The calcuations of this chapter, for predicting the value of a random variabe $Y$ by a linear function of random variables $X_1, X_2, \ldots, X_p$, have direct applications to data. What we see is just a cloud of points:

Scatter_multivariate_normal(mu, cov, 200)


But we don't know the parameters of the distribution, so we can't draw the right plane through the scatter. The problem of multiple regression is to estimate the plane based on the data.
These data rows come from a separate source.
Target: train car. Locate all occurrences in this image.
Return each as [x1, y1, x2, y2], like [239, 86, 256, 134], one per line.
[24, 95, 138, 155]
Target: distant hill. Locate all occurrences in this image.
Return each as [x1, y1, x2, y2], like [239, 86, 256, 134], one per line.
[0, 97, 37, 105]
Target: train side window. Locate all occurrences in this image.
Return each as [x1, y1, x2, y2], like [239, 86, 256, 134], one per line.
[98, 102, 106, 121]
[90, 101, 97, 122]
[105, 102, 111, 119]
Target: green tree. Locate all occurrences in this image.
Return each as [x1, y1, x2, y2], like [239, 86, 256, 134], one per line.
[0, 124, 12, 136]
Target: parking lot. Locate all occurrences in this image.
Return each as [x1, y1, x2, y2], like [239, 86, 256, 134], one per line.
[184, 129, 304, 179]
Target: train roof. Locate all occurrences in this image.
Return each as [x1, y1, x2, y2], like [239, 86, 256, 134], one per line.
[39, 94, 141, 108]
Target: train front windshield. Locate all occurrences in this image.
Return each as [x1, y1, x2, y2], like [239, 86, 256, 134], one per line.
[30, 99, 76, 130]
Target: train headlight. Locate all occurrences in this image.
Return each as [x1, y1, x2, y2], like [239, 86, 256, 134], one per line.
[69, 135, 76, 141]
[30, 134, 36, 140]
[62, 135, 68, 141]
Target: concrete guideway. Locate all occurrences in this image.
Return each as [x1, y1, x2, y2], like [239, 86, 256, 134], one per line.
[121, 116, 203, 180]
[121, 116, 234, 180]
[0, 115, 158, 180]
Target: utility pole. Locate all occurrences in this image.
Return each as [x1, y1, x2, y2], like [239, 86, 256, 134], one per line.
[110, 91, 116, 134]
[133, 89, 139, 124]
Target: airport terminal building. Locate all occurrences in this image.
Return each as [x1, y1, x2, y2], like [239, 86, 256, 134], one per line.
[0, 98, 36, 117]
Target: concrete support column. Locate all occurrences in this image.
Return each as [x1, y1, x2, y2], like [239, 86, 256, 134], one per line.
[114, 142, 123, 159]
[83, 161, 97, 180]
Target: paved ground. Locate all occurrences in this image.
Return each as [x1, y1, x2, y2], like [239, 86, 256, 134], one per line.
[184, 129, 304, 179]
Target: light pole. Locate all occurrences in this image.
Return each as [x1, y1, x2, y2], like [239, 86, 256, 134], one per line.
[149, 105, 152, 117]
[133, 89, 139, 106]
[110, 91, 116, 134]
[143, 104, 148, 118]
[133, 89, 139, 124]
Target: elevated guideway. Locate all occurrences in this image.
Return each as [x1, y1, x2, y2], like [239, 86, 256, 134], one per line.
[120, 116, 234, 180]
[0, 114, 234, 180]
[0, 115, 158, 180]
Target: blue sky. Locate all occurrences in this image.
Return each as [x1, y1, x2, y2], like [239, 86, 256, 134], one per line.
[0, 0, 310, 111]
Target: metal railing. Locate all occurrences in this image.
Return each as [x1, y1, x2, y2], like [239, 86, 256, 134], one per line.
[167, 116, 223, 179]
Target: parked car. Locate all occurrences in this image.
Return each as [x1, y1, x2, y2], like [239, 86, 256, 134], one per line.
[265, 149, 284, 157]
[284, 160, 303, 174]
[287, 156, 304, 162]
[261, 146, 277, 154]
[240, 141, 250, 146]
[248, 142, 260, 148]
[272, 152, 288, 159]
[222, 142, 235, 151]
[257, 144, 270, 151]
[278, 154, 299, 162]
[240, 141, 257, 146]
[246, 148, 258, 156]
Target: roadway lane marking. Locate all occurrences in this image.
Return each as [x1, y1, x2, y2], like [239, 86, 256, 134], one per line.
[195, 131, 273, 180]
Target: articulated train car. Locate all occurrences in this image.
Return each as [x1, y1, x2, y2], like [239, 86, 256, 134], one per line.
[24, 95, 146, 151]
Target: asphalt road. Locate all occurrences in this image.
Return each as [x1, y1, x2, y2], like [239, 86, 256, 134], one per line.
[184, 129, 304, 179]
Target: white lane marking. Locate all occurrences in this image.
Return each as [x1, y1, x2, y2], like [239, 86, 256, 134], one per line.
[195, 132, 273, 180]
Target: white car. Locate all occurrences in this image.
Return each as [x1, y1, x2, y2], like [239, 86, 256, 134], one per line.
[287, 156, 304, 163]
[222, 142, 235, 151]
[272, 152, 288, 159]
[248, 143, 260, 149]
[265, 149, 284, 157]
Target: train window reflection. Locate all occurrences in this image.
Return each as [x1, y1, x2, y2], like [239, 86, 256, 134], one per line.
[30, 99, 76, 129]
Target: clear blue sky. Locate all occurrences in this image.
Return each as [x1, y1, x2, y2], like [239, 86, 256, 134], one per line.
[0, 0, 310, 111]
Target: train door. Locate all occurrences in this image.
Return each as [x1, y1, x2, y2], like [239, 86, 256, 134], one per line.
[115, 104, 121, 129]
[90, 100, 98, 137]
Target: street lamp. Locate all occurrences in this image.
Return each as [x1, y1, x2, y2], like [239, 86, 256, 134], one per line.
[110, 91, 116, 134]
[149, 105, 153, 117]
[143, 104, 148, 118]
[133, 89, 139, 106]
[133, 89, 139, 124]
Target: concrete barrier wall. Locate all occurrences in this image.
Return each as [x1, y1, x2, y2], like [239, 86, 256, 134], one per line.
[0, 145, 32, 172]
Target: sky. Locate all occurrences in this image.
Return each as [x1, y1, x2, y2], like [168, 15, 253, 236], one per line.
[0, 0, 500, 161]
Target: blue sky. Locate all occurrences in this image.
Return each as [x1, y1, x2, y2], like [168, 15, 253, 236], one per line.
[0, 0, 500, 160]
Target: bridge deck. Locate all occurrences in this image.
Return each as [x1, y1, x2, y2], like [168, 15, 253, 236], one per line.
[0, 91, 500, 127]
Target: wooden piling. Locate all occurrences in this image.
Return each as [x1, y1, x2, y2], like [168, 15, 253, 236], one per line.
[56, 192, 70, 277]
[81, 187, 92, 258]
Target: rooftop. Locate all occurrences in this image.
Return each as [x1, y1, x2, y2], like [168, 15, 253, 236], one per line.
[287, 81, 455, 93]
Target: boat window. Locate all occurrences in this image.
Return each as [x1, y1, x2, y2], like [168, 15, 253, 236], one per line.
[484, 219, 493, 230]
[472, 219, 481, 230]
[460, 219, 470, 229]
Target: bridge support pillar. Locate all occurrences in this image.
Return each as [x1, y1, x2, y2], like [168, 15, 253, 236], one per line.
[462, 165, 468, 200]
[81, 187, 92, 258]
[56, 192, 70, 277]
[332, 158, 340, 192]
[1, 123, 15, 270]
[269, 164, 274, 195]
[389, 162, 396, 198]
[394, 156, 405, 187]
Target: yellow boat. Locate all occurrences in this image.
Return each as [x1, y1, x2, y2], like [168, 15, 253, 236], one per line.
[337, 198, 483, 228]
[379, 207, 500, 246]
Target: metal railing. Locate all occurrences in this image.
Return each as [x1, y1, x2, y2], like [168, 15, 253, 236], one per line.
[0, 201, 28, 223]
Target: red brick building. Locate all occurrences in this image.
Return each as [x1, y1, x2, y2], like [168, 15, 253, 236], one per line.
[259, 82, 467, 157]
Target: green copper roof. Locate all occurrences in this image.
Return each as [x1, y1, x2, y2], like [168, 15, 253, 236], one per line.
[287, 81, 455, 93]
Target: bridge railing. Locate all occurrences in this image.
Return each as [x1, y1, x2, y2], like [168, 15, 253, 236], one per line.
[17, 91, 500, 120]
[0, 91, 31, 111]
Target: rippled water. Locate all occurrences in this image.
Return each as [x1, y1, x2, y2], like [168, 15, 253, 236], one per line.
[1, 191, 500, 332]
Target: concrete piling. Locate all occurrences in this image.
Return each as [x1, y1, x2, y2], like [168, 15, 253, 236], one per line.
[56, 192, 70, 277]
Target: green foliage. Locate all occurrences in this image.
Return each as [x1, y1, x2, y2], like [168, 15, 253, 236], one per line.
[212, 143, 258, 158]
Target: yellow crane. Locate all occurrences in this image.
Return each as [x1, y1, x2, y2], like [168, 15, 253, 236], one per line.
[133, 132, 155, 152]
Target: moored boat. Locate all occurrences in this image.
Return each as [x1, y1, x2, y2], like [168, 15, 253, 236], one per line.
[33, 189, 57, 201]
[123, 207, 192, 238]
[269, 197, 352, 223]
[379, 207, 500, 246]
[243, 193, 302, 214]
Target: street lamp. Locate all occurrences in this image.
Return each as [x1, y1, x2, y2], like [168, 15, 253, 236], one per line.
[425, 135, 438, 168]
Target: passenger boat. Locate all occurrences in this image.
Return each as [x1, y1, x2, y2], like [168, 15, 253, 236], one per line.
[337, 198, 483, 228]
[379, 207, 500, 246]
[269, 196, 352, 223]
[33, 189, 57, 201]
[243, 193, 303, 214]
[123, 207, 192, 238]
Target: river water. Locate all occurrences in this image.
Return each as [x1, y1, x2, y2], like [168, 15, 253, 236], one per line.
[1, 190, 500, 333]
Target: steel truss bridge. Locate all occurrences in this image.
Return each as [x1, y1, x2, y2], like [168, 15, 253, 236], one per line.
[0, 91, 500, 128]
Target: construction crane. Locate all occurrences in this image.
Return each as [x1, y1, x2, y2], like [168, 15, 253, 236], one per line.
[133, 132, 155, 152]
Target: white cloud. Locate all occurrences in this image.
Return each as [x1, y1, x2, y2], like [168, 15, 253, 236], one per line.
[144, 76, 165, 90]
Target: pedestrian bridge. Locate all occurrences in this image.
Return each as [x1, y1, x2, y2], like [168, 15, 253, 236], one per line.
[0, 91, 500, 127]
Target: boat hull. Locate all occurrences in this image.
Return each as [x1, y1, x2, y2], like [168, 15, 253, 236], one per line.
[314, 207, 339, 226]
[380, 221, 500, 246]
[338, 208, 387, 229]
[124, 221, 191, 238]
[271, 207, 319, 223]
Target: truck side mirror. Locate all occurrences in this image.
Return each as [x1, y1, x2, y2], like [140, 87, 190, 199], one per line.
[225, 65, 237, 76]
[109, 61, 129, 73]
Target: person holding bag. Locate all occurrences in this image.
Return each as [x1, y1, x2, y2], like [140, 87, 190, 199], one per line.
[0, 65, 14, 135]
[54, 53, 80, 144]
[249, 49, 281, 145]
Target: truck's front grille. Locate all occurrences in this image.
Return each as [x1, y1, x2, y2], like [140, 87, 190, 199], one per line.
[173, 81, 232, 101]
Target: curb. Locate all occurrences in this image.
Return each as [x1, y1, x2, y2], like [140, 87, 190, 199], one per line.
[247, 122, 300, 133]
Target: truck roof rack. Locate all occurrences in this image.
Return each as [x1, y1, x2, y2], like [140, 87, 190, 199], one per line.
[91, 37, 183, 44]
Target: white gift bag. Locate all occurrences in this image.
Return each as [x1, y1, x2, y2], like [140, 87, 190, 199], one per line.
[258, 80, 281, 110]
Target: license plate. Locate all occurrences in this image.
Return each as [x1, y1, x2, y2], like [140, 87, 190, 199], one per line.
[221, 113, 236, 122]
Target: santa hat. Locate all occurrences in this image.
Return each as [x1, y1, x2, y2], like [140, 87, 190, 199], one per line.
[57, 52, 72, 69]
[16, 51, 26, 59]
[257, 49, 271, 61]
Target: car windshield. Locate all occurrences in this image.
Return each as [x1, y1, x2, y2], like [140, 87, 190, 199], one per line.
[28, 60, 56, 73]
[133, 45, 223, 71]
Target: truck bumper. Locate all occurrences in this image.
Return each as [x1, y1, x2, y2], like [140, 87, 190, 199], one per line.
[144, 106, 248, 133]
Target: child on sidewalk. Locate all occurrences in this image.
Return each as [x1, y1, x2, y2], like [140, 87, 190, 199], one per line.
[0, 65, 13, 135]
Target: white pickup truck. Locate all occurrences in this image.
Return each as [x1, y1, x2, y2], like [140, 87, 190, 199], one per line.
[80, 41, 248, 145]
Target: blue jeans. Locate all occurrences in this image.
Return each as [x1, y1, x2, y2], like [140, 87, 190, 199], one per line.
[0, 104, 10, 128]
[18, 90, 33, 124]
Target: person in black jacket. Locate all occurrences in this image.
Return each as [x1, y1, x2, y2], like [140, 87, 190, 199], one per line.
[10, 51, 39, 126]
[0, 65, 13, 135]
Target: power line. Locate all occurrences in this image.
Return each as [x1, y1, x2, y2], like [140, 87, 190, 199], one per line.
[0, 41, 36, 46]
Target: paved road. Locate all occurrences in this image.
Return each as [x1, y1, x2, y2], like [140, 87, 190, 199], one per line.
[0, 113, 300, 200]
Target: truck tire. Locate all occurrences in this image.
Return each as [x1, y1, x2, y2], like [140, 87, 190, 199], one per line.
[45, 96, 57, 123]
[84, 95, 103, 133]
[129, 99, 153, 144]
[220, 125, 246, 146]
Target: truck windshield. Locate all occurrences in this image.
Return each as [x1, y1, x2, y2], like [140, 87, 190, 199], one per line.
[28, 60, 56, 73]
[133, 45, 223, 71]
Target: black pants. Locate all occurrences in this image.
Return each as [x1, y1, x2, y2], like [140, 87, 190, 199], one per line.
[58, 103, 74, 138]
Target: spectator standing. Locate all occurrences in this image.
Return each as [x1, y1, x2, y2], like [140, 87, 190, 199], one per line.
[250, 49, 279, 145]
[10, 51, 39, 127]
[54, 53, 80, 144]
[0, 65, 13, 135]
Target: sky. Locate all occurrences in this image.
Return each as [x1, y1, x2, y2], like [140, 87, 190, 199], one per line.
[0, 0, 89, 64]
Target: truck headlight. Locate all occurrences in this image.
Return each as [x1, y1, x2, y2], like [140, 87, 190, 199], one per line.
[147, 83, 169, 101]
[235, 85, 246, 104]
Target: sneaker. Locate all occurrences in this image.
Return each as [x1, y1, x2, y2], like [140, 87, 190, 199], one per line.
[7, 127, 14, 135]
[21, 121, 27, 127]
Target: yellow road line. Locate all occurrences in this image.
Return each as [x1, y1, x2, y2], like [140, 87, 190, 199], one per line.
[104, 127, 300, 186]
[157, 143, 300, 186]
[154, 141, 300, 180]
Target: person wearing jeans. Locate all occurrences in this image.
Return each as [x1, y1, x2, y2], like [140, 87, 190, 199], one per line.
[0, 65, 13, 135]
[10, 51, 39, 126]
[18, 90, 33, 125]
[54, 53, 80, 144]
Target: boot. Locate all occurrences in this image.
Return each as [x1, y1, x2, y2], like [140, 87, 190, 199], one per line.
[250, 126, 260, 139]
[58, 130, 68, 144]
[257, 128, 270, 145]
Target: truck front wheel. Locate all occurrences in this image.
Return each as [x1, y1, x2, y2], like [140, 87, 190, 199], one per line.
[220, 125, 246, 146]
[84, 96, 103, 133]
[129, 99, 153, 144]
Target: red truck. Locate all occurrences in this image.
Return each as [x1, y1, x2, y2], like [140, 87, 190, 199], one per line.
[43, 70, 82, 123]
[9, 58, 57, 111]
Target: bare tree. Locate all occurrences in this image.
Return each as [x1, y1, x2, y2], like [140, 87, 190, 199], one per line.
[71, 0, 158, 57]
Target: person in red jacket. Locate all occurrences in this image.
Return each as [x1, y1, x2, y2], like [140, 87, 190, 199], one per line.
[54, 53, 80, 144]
The data – that is, the cloud of points – consist of $n$ observations of the random vector $[Y, X_1, X_2, \ldots, X_p]$. The task, then, is to estimate the plane using the $n \times p$ matrix of observed values of the predictor variables and the $n \times 1$ vector of observed values of $Y$. The formula for the best plane follows from the corresponding formulas for random variables developed in this chapter.

The standard notation is to let $X$ be the $n \times p$ predictor matrix whose $j$th column $[x_{1j} ~ x_{2j} ~ \ldots ~ x_{nj}]^T$ consists of the $n$ observations of the $j$th predictor variable $X_j$. Let $y$ denoted the $n \times 1$ vector of observations of $Y$.

Our formula says that the coefficients of the best linear function for predicting $Y$ based on $\mathbf{X}$ are the entries of the $p \times 1$ vector $\mathbf{b}= \boldsymbol{\Sigma}_\mathbf{X}^{-1}\boldsymbol{\Sigma}_{\mathbf{X}, Y}$. The coefficients of the best linear function based on the data are the entries of the $p \times 1$ vector $\hat{\beta} = (X^TX)^{-1}X^Ty$. You should be able to work out why.